Mystérieux Mésolithique

La sépulture mésolithique de Casseneuil en cours de fouille. Le travail minutieux des archéologues, utilisant aspirateur et outils de dentiste révèle la position des ossements qui traduisent les pratiques funéraires et les conditions de dépôt des squelettes et des offrandes.

Par Bastien Florenty

Casseneuil préservait un précieux trésor. En 2021, une sépulture double, vieille de 11 000 ans a été exhumée par l’Inrap. Les secrets qu’elle dévoile permettent d’enrichir nos connaissances sur cette période encore floue.
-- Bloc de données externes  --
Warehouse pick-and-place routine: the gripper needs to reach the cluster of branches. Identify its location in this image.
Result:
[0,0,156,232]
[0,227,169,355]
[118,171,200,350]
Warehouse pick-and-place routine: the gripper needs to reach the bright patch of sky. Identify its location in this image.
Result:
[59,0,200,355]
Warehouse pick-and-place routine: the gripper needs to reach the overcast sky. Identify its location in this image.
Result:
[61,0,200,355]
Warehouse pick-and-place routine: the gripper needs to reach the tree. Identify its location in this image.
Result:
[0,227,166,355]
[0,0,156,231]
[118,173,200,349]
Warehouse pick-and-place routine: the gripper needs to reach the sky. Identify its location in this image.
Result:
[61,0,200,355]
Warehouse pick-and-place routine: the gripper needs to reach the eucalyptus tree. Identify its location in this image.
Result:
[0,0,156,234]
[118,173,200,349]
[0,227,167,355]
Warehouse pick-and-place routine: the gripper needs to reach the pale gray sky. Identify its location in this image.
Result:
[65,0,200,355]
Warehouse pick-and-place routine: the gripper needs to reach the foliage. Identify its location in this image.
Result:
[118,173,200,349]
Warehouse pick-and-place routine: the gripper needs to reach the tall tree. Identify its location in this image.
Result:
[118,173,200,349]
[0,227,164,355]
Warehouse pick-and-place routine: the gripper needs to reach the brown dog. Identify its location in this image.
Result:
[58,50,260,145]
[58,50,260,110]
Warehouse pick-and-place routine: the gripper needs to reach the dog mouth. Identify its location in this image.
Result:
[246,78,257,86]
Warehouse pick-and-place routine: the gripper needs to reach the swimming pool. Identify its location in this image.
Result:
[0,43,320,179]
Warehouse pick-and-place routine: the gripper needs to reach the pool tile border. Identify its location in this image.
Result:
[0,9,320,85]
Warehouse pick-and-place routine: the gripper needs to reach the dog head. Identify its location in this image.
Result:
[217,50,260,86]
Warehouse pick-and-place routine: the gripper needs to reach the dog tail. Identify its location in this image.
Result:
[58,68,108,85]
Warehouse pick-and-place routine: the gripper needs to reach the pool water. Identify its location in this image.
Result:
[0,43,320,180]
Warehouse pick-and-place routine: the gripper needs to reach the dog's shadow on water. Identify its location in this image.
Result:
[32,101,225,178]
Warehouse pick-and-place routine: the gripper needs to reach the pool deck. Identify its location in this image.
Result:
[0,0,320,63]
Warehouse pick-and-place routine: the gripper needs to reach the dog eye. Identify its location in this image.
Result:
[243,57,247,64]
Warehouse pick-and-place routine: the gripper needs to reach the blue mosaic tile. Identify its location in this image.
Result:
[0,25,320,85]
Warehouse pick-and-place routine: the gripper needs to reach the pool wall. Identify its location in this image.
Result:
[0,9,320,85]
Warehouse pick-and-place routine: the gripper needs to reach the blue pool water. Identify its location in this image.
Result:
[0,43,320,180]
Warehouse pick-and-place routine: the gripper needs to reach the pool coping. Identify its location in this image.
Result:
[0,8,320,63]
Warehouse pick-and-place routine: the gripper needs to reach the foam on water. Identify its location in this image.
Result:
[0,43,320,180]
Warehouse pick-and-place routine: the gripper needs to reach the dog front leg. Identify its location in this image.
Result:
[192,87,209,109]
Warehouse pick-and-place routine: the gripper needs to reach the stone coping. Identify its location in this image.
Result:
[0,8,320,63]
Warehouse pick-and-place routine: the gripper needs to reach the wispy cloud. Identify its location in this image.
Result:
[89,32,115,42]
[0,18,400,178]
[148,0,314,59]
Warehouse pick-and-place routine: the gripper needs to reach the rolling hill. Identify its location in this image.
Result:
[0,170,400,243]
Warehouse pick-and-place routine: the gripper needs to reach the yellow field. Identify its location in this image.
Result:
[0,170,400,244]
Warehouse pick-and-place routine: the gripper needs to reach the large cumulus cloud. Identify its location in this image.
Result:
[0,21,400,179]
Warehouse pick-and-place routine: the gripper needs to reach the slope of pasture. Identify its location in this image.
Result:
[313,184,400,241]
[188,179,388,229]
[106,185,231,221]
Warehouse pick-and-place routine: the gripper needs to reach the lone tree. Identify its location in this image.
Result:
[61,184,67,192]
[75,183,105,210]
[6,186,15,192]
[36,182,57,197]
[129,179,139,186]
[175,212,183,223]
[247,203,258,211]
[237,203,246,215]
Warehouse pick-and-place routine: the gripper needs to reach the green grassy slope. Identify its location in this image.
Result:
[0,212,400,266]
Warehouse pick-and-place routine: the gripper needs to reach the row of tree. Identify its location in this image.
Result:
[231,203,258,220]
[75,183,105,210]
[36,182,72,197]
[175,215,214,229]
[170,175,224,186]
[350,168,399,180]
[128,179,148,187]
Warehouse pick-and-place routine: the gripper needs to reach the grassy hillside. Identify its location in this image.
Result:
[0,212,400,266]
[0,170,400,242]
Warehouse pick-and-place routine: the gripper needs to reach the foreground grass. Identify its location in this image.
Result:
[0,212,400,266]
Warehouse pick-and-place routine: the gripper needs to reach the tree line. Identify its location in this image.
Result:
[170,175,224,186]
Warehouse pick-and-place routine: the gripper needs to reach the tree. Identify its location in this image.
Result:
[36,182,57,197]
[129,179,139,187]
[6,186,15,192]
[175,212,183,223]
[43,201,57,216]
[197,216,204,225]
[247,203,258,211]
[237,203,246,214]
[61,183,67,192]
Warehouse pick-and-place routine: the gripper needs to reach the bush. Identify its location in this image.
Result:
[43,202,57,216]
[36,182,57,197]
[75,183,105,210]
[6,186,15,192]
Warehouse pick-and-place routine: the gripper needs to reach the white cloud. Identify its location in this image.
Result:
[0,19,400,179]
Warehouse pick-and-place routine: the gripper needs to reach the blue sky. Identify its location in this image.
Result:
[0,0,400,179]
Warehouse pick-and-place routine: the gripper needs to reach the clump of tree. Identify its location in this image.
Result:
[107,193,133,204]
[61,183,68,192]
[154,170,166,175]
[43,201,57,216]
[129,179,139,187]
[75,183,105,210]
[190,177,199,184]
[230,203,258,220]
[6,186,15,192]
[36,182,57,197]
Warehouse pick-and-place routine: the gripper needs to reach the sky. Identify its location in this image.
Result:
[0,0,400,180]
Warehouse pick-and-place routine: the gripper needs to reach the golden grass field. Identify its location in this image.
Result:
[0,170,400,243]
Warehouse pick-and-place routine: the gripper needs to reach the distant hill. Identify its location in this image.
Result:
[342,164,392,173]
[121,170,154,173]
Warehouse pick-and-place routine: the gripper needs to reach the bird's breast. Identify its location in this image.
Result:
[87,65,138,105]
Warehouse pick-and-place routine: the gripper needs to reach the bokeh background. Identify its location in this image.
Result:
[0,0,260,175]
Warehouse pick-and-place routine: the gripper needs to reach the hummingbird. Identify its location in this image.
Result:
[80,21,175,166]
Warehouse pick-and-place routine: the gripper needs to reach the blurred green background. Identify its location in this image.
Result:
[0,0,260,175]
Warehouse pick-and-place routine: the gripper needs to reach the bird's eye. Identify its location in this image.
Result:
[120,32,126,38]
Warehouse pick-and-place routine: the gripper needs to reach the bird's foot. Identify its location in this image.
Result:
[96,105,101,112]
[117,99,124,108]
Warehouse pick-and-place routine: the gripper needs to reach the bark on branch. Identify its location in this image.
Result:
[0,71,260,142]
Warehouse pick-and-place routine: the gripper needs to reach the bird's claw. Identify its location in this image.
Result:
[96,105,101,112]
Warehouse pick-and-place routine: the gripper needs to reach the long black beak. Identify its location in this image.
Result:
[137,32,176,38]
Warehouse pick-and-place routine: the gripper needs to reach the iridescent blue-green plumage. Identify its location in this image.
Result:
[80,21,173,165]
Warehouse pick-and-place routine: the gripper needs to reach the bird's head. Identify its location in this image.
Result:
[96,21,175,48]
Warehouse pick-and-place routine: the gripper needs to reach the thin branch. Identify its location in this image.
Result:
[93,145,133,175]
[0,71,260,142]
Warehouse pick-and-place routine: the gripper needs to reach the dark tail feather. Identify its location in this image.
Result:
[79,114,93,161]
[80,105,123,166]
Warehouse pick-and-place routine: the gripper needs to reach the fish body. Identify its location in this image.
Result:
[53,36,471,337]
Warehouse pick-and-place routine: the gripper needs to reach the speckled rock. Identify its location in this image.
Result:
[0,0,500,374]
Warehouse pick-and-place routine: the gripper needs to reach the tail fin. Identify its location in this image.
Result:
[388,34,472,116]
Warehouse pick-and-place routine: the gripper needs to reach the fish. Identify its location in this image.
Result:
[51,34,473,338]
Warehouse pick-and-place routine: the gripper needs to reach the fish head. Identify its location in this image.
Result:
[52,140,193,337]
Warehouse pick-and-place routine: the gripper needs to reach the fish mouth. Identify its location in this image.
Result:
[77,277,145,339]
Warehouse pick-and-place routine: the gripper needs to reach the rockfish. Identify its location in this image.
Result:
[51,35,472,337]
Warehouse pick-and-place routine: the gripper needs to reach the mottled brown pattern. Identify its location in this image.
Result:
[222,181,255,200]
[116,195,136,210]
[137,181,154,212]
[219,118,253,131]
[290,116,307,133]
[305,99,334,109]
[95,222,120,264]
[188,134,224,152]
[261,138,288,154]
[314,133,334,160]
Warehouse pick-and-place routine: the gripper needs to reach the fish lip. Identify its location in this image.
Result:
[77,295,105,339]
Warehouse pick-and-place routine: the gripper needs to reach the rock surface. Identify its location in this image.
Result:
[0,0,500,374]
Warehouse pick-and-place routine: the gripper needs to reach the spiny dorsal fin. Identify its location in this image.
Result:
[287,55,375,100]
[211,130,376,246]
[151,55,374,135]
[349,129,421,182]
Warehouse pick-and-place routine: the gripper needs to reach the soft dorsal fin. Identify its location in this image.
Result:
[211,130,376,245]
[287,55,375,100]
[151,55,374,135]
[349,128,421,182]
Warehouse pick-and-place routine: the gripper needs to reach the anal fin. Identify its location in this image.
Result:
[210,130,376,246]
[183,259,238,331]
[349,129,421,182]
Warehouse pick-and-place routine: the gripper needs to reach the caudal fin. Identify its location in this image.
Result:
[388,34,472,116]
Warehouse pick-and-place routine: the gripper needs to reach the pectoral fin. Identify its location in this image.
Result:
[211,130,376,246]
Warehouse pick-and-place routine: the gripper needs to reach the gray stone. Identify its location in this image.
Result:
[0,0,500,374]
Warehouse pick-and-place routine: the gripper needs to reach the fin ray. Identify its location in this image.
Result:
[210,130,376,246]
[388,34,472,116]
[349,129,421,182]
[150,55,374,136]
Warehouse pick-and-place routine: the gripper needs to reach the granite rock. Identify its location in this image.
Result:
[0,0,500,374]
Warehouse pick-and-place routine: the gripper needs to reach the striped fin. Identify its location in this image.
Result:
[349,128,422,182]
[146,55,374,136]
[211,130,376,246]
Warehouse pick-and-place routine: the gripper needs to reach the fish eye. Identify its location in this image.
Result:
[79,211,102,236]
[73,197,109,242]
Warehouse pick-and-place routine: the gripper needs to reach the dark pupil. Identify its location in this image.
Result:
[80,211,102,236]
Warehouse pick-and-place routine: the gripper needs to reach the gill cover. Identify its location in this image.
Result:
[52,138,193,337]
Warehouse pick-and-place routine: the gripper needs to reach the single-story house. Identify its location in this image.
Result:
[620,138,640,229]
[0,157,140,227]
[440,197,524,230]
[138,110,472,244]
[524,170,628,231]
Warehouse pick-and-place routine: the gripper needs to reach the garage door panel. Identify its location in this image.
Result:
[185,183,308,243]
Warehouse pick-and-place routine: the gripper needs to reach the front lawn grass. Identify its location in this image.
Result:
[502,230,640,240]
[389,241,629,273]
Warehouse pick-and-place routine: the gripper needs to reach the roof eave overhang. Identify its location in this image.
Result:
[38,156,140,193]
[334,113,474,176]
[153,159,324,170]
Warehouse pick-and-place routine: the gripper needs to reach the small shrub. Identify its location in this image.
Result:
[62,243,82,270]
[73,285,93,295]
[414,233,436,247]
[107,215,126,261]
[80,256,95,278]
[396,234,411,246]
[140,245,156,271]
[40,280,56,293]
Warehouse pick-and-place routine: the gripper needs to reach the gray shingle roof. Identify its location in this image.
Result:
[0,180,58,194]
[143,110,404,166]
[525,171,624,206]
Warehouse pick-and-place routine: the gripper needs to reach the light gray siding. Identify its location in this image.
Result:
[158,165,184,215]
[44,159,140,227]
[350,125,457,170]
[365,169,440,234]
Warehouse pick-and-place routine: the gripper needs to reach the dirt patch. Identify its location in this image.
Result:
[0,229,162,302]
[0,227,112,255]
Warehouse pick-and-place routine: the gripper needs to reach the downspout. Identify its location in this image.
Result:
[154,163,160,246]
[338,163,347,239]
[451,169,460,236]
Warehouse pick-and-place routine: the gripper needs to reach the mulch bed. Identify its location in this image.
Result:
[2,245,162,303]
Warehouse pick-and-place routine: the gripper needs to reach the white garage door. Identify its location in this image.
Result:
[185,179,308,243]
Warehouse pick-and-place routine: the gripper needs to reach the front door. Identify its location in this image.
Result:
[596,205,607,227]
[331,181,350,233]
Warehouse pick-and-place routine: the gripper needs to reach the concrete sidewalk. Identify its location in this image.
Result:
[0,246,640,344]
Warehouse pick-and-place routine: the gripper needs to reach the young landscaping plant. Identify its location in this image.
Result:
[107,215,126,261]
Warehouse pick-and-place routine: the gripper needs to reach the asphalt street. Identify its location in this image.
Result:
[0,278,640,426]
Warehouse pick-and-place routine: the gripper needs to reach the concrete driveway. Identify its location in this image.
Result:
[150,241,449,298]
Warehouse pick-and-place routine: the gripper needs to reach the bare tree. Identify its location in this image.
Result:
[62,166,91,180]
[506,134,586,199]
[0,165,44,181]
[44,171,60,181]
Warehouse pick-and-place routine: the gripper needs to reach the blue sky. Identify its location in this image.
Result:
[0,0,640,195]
Entretien avec Frédéric Prodéo, responsable d’opération.

Une sépulture de 11 000 ans a été découverte à Casseneuil dans le Lot-et-Garonne lors d’un diagnostic archéologique mené par Anne Pons-Métois en 2008. En 2021, une fouille dirigée par Frédéric Prodéo a révélé que cette tombe contenait deux individus. Le travail minutieux effectué par huit agents de l’Inrap apporte des informations précieuses sur une période pauvre en vestiges funéraires. Cette sépulture est datée par le Carbone 14 de la plus vieille période du Mésolithique, au début des temps post-glaciaires : le Sauveterrien. Elle doit son nom à la commune de Sauveterre-la-Lémance située à une cinquantaine de kilomètres de la fouille.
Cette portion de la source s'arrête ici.